Remembering Mezz, The Muggles King
This is a guest post by Howard Stone, founder and artistic director of The Vail Jazz Foundation. Stone’s articles appear bi-weekly in the Vail Daily during the summer months.
Early this year I was in New York and dropped by Mezzrow, a new jazz club in Greenwich Village. It is the sister club to the very hip Smalls Jazz Club, located less than a block away. When I am in New York, Smalls is one of my go-to spots for great jazz with an appreciative audience that comes to listen. Mezzrow bills itself as a listening room and “a place for music lovers to have an intimate experience, … a musical environment run by musicians for musicians.” I thoroughly enjoyed the experience at the club and it got me thinking about the name “Mezzrow.”
I knew there was a musician by the name of Mezz Mezzrow who had played the clarinet, and my curiosity got the better of me, so I spent some wonderful time learning about one of the more fascinating characters in jazz who epitomized the early years of the genre and the legendary hipster image of long ago.
Milton “Mezz” Mezzrow was born into a middle class (some say impoverished) Jewish immigrant family in Chicago before the turn of the last century and died in 1972. His teen years were marked by brushes with the law and he was in and out of reform schools and prisons, where he first was exposed to jazz and blues. Inspired to take up the clarinet (he also played the alto and tenor saxophone), Mezz immersed himself in the jazz scene of Chicago in the ’20s.
Hanging out with many of the giants of jazz, his circle of musician friends included King Oliver, Sidney Bechet, Louis Armstrong and many other people of color. Embracing the culture of his African-American friends, he married an African-American woman and moved to Harlem. He explained later in his autobiography, “Really The Blues” (1946), that when he first heard jazz he knew what his calling in life would be. He “was going to be a Negro musician, hipping (teaching) the world about the blues the way only Negroes can.” He declared himself to be a “voluntary Negro.” Mezz can also be heard on six recordings with the legendary Fats Waller and many others greats.
THE MUGGLES KING
In a career that was probably more noted for off-the-band-stand activities than accomplishments with his horn, his friendship with Louis Armstrong led him to become Armstrong’s assistant and for a time his manager.
He organized, played in and financed many historic recording sessions with the black titans of jazz in the 1930s and 1940s and helped reignite an interest in New Orleans-style jazz. Ultimately, Mezz founded King Jazz Records in the mid-’40s, recording multiple “sides” with his friend Sidney Bechet, who is considered to be one of the greatest soprano sax players of all time.
Mezz can also be heard on six recordings with the legendary Fats Waller and many others greats. Notwithstanding the company he kept and recorded with, the consensus is that he wasn’t one of the top clarinetist of the day, but it was his devotion to the music and generosity with his musician friends that earned him their respect.

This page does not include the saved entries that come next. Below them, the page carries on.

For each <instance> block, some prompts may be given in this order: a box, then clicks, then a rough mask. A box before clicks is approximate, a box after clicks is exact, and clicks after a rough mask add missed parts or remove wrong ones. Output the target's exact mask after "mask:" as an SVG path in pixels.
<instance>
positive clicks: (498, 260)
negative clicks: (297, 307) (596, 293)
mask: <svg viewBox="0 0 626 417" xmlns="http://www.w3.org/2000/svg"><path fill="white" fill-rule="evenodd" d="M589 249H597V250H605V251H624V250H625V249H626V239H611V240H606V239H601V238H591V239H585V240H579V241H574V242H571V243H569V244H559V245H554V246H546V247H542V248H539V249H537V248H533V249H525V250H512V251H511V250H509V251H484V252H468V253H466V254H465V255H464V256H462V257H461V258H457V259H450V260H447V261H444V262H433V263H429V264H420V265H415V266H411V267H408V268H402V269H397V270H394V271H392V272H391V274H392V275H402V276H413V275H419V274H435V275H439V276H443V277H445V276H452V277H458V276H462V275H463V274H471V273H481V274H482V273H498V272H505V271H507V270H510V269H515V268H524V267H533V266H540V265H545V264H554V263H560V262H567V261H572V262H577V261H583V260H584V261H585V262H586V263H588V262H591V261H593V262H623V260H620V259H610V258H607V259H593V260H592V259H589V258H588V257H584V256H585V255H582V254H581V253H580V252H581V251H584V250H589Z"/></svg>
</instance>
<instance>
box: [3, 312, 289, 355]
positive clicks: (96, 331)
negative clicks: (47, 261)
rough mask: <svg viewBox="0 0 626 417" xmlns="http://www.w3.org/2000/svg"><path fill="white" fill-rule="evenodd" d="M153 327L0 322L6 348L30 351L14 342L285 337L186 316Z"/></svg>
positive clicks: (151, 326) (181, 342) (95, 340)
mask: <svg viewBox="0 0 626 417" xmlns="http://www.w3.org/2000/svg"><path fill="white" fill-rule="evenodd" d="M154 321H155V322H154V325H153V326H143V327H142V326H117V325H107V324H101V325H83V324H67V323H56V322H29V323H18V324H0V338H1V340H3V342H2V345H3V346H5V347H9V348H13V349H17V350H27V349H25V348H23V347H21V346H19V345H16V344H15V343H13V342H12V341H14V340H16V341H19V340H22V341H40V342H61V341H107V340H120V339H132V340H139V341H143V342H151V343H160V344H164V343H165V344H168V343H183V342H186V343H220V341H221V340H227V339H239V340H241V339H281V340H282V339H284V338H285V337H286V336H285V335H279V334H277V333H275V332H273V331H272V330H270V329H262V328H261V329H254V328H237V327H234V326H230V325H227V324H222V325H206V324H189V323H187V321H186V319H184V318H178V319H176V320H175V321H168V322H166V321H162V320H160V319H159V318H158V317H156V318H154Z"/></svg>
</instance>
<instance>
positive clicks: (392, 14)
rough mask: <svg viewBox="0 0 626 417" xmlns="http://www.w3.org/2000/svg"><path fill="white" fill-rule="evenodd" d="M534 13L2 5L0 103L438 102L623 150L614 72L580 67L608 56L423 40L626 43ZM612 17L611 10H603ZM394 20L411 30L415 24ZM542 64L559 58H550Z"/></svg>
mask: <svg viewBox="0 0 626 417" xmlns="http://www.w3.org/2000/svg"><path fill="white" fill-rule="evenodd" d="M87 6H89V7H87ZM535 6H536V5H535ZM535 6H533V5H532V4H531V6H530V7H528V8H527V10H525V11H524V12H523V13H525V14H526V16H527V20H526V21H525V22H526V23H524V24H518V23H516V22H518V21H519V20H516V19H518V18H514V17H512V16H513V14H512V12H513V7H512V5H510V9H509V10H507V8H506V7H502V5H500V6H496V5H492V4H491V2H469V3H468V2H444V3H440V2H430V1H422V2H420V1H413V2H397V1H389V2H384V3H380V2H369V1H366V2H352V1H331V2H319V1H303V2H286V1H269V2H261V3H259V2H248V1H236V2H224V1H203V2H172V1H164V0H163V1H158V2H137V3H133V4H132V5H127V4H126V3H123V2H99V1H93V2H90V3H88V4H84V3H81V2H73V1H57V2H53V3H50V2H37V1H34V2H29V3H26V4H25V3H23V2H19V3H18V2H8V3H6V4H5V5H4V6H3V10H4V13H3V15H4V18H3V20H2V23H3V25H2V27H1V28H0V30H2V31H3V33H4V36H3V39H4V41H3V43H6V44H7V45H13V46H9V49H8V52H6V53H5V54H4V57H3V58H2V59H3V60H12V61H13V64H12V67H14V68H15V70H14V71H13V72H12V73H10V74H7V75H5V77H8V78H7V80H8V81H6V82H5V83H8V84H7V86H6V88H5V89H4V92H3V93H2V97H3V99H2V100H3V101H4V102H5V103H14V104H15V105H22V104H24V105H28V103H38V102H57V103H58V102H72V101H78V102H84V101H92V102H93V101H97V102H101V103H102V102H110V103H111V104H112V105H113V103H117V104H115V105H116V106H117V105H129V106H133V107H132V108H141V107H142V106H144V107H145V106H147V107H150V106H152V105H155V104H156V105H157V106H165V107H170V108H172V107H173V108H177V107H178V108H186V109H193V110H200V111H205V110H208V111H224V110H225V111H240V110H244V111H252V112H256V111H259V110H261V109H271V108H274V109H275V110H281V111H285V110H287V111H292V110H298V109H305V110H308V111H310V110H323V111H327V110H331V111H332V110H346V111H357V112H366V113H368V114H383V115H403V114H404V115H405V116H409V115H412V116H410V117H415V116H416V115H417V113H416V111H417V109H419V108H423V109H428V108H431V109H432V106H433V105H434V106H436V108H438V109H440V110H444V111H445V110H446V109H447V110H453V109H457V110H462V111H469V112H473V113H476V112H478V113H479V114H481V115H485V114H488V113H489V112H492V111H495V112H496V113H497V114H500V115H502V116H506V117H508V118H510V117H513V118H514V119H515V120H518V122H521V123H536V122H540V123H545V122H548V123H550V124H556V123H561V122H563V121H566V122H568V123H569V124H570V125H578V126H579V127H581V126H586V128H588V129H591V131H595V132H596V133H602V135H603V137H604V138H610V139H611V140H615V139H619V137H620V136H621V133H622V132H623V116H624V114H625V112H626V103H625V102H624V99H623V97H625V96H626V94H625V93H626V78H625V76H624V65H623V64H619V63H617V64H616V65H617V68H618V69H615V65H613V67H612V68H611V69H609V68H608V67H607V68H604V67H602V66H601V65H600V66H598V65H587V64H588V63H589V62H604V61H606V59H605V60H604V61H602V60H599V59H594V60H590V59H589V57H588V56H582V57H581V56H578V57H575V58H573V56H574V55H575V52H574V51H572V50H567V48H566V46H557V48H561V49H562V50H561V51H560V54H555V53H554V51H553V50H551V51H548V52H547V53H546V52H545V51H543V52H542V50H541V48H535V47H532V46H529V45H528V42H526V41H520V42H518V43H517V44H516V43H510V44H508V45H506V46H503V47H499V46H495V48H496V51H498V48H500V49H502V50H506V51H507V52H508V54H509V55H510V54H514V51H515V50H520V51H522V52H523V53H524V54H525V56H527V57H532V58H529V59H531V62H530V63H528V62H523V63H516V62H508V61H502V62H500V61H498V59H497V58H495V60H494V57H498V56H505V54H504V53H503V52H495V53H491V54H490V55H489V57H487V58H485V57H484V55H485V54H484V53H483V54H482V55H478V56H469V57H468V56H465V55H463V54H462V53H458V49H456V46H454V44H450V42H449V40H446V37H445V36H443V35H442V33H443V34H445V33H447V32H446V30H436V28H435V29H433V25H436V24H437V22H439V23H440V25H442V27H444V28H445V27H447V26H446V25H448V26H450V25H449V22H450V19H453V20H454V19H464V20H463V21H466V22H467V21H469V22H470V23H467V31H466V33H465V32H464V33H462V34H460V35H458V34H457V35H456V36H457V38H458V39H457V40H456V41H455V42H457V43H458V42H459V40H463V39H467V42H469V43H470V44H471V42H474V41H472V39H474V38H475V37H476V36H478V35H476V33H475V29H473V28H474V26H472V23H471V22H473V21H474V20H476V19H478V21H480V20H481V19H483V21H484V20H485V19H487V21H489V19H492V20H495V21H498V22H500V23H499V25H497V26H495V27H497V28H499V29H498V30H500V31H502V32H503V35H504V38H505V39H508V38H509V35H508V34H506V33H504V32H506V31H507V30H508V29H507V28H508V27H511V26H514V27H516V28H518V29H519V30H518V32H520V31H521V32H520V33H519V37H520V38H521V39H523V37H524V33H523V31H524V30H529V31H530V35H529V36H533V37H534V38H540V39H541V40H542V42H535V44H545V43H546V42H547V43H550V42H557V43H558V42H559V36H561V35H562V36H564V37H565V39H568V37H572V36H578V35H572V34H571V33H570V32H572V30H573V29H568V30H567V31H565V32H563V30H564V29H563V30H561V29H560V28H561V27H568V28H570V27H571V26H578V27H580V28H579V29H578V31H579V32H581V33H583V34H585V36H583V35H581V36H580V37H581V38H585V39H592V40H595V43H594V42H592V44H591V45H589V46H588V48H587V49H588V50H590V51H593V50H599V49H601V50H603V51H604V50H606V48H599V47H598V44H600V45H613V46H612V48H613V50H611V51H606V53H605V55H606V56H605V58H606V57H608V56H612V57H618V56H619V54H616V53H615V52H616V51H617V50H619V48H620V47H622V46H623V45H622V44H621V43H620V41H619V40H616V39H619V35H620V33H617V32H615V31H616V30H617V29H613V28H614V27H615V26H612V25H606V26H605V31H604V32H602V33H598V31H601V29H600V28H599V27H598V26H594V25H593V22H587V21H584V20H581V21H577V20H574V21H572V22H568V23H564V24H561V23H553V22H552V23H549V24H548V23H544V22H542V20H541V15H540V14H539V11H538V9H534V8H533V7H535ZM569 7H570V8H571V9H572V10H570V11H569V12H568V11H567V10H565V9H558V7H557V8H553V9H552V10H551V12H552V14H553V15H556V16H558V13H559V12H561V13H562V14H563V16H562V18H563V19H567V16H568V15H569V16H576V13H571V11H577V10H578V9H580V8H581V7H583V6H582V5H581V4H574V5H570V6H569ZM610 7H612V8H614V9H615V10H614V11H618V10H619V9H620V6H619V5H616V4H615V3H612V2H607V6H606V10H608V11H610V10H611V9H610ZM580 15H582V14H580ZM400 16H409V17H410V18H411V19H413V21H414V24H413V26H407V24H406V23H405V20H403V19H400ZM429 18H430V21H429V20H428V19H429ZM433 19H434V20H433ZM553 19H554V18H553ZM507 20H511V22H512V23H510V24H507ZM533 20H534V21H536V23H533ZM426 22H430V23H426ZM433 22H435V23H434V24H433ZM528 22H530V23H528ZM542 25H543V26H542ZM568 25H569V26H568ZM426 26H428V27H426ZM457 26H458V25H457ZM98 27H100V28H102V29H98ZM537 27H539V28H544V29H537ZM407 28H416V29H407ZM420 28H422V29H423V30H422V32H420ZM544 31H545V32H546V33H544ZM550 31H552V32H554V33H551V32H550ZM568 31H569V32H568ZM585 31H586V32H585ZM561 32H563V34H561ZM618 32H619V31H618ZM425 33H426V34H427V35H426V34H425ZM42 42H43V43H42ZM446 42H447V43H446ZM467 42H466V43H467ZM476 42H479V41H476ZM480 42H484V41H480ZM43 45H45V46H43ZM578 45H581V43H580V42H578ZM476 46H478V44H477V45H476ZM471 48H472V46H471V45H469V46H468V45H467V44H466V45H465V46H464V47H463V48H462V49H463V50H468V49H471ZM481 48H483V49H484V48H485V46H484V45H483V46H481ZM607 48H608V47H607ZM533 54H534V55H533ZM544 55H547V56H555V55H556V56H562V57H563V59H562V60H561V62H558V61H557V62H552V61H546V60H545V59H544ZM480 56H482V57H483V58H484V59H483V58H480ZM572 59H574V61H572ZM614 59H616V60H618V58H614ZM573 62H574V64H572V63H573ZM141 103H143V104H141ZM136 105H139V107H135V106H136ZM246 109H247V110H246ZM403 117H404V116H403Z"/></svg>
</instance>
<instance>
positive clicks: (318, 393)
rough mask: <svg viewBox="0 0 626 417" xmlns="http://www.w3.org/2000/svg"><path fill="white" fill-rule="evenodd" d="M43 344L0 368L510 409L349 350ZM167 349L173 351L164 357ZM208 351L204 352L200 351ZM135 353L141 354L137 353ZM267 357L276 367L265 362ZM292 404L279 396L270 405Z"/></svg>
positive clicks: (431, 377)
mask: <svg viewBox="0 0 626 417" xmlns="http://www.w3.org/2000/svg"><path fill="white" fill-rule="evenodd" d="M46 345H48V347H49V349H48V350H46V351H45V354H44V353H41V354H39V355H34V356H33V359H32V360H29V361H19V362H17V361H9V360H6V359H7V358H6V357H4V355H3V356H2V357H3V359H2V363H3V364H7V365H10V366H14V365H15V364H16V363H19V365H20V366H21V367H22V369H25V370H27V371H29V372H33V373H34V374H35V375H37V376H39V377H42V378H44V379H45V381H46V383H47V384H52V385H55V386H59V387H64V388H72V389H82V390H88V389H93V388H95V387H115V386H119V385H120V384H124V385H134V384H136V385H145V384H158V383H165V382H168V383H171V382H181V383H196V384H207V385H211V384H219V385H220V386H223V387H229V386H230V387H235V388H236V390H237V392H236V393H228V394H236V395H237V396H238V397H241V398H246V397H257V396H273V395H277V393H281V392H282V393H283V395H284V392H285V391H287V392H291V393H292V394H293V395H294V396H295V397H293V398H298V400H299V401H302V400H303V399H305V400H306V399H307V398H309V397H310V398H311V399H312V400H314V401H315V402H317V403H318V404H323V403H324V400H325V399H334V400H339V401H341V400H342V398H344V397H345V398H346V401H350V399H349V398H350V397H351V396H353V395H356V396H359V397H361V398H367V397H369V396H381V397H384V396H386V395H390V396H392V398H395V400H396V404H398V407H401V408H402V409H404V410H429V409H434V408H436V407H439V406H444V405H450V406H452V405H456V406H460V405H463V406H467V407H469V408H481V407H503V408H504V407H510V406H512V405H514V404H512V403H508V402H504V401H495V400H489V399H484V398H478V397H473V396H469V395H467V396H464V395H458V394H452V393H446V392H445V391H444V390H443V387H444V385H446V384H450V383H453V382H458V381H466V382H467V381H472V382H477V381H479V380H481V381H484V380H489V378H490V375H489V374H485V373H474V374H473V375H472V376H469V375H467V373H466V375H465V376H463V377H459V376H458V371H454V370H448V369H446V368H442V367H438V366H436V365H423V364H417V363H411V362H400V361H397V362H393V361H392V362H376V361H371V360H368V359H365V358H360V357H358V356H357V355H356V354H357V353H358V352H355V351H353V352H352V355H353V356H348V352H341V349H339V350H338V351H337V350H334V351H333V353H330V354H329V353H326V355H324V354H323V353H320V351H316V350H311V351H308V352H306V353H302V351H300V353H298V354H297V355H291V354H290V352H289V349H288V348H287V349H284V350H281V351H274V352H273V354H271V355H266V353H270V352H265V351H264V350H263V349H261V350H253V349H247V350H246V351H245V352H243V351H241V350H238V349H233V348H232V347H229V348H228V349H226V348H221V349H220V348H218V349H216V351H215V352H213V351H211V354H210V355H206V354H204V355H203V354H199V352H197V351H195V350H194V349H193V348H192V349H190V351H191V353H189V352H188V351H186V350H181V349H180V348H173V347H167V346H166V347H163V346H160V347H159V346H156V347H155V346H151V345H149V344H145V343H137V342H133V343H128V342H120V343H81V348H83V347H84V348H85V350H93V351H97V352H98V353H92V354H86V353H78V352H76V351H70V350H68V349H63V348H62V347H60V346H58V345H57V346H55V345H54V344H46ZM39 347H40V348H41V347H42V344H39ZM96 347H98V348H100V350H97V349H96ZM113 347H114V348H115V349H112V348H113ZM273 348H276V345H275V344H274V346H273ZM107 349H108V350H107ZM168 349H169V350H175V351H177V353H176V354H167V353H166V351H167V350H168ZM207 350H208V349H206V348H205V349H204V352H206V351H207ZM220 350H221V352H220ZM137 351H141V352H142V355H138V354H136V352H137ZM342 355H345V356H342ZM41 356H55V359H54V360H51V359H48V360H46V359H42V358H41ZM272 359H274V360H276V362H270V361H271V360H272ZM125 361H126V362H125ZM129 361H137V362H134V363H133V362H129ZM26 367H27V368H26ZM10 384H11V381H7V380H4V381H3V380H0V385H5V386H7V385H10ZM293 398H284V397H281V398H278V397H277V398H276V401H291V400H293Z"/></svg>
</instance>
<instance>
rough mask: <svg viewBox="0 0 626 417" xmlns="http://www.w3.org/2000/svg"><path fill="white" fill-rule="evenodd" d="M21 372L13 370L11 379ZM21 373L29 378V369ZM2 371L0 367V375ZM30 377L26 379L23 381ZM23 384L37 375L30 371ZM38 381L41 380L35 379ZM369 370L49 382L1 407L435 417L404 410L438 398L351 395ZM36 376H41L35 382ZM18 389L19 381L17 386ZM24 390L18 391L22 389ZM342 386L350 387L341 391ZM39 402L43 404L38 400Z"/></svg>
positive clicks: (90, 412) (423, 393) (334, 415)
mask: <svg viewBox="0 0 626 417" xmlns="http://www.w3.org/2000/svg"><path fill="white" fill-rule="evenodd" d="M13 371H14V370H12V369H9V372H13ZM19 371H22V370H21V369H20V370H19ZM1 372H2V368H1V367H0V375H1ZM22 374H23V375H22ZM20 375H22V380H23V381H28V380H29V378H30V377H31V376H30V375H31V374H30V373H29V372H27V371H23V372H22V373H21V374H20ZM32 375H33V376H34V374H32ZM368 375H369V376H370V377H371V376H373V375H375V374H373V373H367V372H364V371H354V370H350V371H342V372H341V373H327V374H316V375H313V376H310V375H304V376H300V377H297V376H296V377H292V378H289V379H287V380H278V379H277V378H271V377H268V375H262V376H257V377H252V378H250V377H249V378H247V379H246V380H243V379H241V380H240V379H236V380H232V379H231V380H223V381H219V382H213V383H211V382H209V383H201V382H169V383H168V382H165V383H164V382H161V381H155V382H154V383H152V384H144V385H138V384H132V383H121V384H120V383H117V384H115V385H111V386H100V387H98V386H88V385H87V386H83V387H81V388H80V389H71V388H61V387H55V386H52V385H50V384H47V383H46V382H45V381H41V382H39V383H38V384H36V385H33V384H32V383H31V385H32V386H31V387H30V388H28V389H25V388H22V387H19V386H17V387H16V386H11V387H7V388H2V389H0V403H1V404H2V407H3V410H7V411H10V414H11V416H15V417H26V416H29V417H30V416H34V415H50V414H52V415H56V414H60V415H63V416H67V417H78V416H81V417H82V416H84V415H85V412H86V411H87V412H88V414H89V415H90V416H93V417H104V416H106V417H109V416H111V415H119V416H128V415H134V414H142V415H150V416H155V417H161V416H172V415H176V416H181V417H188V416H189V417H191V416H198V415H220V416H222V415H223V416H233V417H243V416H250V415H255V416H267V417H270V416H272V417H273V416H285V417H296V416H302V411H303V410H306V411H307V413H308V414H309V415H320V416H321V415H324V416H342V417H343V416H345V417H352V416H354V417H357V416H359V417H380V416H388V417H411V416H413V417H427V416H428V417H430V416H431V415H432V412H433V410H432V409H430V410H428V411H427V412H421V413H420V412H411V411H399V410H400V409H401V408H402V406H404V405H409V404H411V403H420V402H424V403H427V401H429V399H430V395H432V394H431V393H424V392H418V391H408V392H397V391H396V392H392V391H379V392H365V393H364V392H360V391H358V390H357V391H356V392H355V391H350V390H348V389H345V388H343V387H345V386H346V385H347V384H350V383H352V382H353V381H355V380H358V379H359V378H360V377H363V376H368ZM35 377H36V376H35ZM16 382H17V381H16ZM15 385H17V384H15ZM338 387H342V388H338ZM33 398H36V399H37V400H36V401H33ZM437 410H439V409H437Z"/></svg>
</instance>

I would be leaving out an important detail of this story if I didn’t tell you about Mezz’s activities as a marijuana dealer. He was an advocate of marijuana as an alternative to alcohol and other drugs and he was a reliable supplier to many musicians. In fact, “mezz,” “the mighty mezz” and “mess-rolls” all became slang for marijuana in the jazz community. Mezz himself was known as the “Muggles King,” another slang term for marijuana at the time. In 1940, he was busted for his drug selling activities and sentenced to jail. When he was about to be placed in a cell block with other white prisoners he protested that he was black and was ultimately placed in the prison’s segregated black section.
Mezz was an outspoken critic of segregation and a proponent of equal rights for all, well before the Civil Rights Movement of the 1960s. Mezz was truly a complex one-of-a-kind character who lived at a time when the values and mores of the U.S. were undergoing a dramatic change and he was right in the forefront of it all.
After appearing at the 1948 Nice Jazz Festival, he joined many other ex-pat American jazz musicians living in France, making Paris his home during the last 20 years of his life, playing jazz and being Mezz.